I have a cluster of 20 such (24-core) machines and think about Hybrid implementation. I want to use MPI to pass over these 20 nodes and at each node use regular OpenMP parallelism.
Basically, I need to split my very long array to 20(nodes)X24(proccs) working units.
Are there any suggestion of better implementation or better ideas? I've read a lot on this subject and I've got impression, that sometimes such hybrid implementation does not necessarily bring a real speed up.
May be I should create a "pool of workers" and "feed" them with my array or something else.
Any suggestion and useful links are welcome!
If your computation is as embarrassingly parallel as you indicate you should expect good speedup by spreading the load across all 20 of your machines. By good I mean close to 20 and by close to 20 I mean any number which you actually get which leaves you thinking that the effort has been worthwhile.
Your proposed hybrid solution is certainly feasible and you should get good speedup if you implement it.
One alternative to a hybrid MPI+OpenMP program would be a job script (written in your favourite scripting language) which simply splits your large array into 20 pieces and starts 20 jobs, one on each machine running an instance of your program. When they've all finished have another script ready to recombine the results. This would avoid having to write any MPI code at all.
If your computer has an installation of Grid Engine you can probably write a job submission script to submit your work as an array job and let Grid Engine take care of parcelling the work out to the individual machines/tasks. I expect that other job management systems have similar facilities but I'm not familiar with them.
Another alternative would be an all-MPI code, that is drop the OpenMP altogether and modify your code to use whatever processors it finds available when you run it. Again, if your program requires little or no inter-process communication you should get good speedup.
Using MPI on a shared memory computer is sometimes a better (in performance terms) approach than OpenMP, sometimes worse. Trouble is, it's difficult to be certain about which approach is better for a particular program on a particular architecture with RAM and cache and interconnects and buses and all the other variables to consider.
One factor I've ignored, largely because you've provided no data to consider, is the load-balancing of your program.
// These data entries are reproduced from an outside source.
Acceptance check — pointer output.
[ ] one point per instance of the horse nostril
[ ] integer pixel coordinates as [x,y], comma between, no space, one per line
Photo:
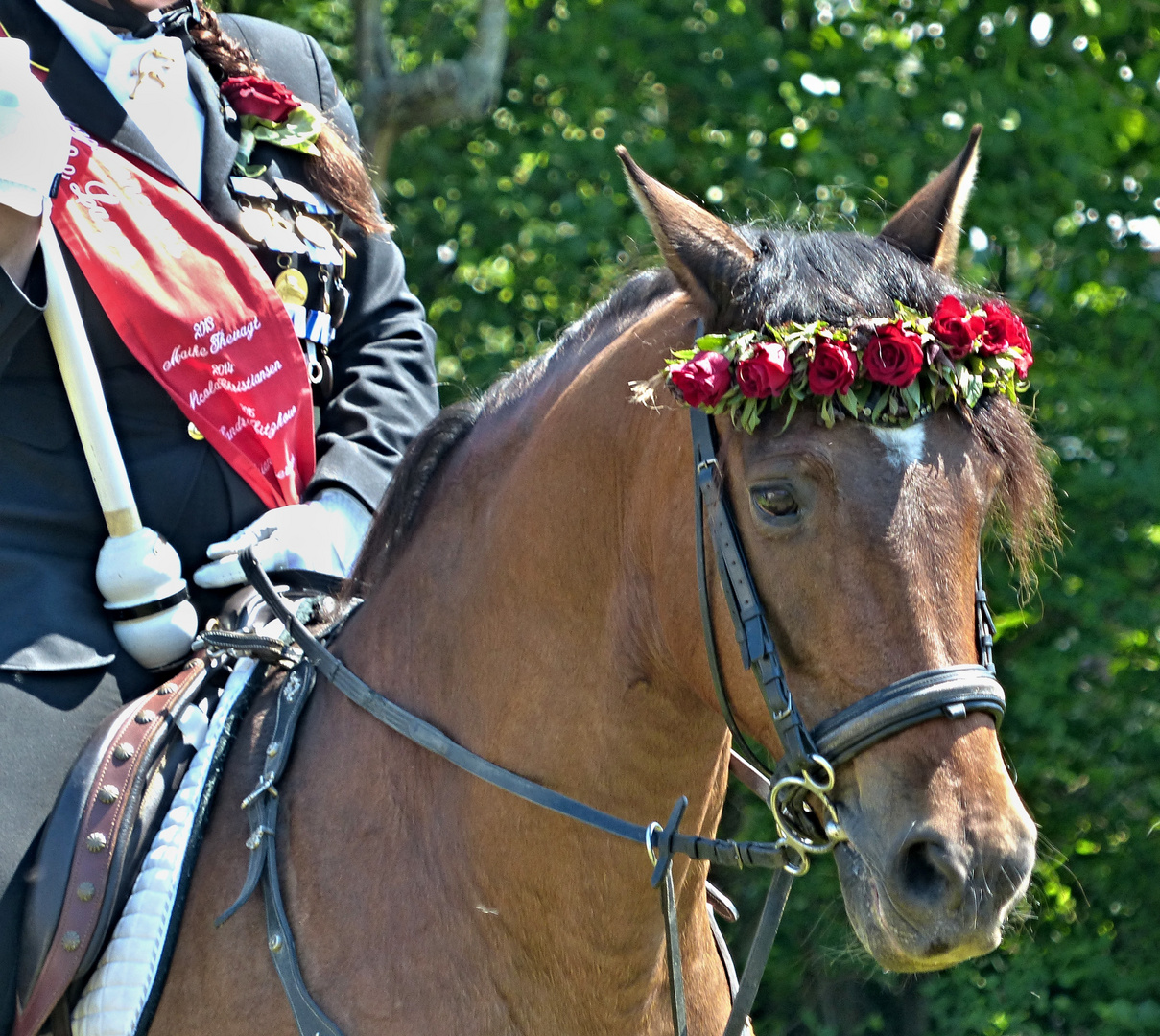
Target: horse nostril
[927,881]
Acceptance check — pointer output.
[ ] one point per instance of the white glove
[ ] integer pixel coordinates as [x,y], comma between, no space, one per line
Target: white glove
[323,535]
[34,134]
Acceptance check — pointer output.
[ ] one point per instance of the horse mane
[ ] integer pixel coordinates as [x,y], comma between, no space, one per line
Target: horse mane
[799,276]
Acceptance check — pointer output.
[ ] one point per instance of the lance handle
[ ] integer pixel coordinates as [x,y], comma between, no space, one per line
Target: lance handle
[83,384]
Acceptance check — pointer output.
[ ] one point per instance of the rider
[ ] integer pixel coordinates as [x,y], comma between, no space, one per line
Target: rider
[211,111]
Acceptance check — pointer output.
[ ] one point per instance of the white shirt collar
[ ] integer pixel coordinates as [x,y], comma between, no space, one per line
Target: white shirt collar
[165,108]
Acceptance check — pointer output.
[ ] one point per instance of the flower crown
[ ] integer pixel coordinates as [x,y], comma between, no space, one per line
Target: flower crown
[880,370]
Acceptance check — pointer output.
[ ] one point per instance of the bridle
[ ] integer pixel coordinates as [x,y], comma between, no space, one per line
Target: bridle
[797,790]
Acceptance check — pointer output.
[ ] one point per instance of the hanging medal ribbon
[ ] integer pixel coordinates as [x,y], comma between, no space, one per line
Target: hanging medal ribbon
[194,306]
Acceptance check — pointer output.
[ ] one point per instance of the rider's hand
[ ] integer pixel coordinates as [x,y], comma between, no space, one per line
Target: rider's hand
[323,535]
[34,134]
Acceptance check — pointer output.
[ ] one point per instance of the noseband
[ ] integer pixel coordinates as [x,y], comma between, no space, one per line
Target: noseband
[797,790]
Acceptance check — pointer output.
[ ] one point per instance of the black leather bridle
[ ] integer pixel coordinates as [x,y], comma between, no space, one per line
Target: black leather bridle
[797,790]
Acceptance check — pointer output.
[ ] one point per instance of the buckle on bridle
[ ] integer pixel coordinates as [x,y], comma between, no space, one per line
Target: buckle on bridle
[800,827]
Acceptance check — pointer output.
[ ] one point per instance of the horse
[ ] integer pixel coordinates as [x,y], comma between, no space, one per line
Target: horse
[531,589]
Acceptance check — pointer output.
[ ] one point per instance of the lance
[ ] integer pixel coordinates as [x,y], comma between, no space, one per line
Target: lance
[138,572]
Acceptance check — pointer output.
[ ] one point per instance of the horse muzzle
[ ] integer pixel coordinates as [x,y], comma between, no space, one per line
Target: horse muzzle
[927,898]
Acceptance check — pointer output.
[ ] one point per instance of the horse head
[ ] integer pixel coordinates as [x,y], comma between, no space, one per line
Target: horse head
[864,542]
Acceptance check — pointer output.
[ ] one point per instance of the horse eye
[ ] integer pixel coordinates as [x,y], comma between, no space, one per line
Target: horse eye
[776,500]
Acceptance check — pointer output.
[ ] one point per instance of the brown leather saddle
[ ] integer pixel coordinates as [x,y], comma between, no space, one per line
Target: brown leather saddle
[92,847]
[104,823]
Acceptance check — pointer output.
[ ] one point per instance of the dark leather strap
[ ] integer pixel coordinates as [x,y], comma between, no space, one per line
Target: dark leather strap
[110,812]
[673,954]
[722,953]
[307,1015]
[261,804]
[724,852]
[759,953]
[759,652]
[951,692]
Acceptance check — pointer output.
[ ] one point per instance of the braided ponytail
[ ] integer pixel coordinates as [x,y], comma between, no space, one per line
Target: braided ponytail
[338,173]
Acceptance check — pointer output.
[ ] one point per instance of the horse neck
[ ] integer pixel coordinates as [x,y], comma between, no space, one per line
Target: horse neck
[534,616]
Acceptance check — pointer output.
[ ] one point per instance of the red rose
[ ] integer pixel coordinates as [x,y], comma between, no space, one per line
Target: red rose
[1004,331]
[264,98]
[955,327]
[833,366]
[766,371]
[703,380]
[893,356]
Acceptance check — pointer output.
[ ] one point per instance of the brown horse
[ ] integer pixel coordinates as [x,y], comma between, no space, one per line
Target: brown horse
[531,589]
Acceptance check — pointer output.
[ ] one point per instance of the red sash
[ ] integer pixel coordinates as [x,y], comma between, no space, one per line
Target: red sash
[194,306]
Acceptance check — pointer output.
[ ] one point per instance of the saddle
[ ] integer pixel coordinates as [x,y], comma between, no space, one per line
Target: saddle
[104,823]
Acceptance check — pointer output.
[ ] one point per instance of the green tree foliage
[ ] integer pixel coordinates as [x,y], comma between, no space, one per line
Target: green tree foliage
[833,115]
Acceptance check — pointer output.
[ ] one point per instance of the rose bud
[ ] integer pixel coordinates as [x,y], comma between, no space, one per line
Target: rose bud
[833,366]
[893,356]
[704,380]
[260,98]
[956,327]
[766,371]
[1004,331]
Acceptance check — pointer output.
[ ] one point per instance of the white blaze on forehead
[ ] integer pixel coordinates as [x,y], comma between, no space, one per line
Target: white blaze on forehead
[904,446]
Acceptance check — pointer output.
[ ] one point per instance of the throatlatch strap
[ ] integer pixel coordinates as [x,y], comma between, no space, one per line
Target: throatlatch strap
[759,953]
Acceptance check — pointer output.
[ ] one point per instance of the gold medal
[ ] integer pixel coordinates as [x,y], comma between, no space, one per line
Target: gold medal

If you split your very large dataset into 20 equal-sized pieces do you end up with 20 equal-duration jobs ? If not, and if you have an idea how job time varies with inputs, you might do something more sophisticated in splitting the job up than simply chopping your into those 20 equal pieces. You might, for instance, chop it into 2000 equal pieces and serve them one at a time to the machinery for execution. In this case what you gain in load-balancing might be at risk of being lost to the time costs of job management. You pays yer money and you takes yer choice.
From your problem statement I wouldn't be making a decision about which solution to go for on the basis of expected performance, because I'd expect any of the approaches to get into the same ballpark performance-wise, but on the time to develop a working solution.